Deep text-pair classification with Quora's 2017 question dataset
by Matthew Honnibal on
Quora recently released the first dataset from their platform: a set of 400,000 question pairs, with annotations indicating whether the questions request the same information. This data set is large, real, and relevant — a rare combination. In this post, I'll explain how to solve text-pair tasks with deep learning, using both new and established tips and technologies.

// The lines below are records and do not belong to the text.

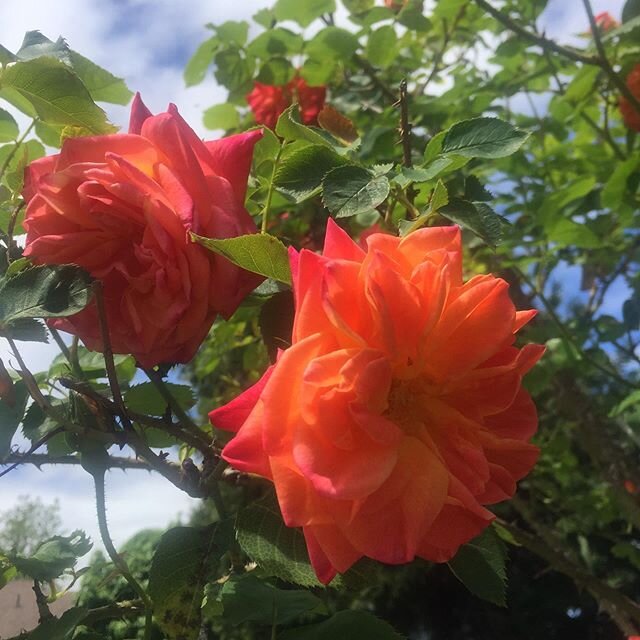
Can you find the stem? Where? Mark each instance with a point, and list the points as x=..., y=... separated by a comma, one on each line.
x=567, y=334
x=366, y=66
x=604, y=61
x=543, y=42
x=41, y=601
x=267, y=206
x=73, y=363
x=17, y=145
x=118, y=561
x=108, y=356
x=40, y=459
x=624, y=612
x=36, y=445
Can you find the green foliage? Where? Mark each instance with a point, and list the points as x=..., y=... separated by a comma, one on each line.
x=480, y=566
x=349, y=191
x=249, y=599
x=179, y=569
x=300, y=173
x=259, y=253
x=25, y=527
x=44, y=292
x=359, y=625
x=49, y=89
x=146, y=399
x=53, y=557
x=483, y=138
x=277, y=549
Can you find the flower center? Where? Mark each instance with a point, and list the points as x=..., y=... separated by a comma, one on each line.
x=406, y=404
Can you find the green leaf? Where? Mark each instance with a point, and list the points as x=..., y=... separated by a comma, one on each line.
x=233, y=69
x=414, y=19
x=145, y=398
x=382, y=46
x=59, y=628
x=304, y=13
x=11, y=415
x=277, y=71
x=200, y=61
x=348, y=191
x=483, y=138
x=44, y=292
x=475, y=191
x=248, y=599
x=7, y=571
x=477, y=217
x=233, y=32
x=281, y=551
x=567, y=233
x=275, y=42
x=332, y=42
x=614, y=189
x=480, y=566
x=55, y=92
x=35, y=45
x=179, y=571
x=221, y=116
x=259, y=253
x=290, y=128
x=439, y=197
x=54, y=556
x=582, y=84
x=27, y=330
x=354, y=625
x=101, y=84
x=8, y=127
x=300, y=174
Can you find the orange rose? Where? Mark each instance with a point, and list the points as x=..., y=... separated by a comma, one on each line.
x=122, y=206
x=268, y=102
x=630, y=114
x=398, y=411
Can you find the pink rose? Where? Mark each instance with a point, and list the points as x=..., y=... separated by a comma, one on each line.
x=122, y=206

The Quora dataset is an example of an important type of Natural Language Processing problem: text-pair classification. This type of problem is challenging because you usually can't solve it by looking at individual words. No single word is going to tell you whether two questions are duplicates, or whether some headline is a good match for a story, or whether a valid link is probably pointing to the wrong page. You have to look at both items together. That's hard — but it's also rewarding. And models that do this are starting to get pretty good.
Recent approaches to text-pair classification have mostly been developed on the Stanford Natural Language Inference (SNLI) corpus, prepared by Sam Bowman as part of his graduate research. The corpus provides over 500,000 pairs of short sentences, with human annotations indicating whether an entailment, contradiction or neutral logical relationship holds between the sentences. The SNLI dataset is over 100x larger than previous similar resources, allowing current deep-learning models to be applied to the problem. However, the data is also quite artificial — the texts are quite unlike any you're likely to find in your applications.

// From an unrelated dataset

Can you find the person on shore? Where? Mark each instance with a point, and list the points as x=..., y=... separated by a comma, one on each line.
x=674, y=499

Examples from the Quora data
Which is the best digital marketing institution in banglore?
Which is the best digital marketing institute in Pune?
What's causing someone to be jealous?
What can I do to avoid being jealous of someone?
What are some special cares for someone with a nose that gets stuffy during the night?
How can I keep my nose from getting stuffy at night?
How do you get deleted Instagram chats?
How can I view deleted Instagram dms?
Examples from the SNLI corpus
A person on horse jumps over a broken down airplane.
A person is training his horse for a competition.
People listening to a choir in a catholic church.
Choir singing in church.
A person on a bike is waiting while the light is green.
Bicyclists waiting at an intersection.
Bicyclists waiting at an intersection.
The bicyclists ride through the mall on their bikes.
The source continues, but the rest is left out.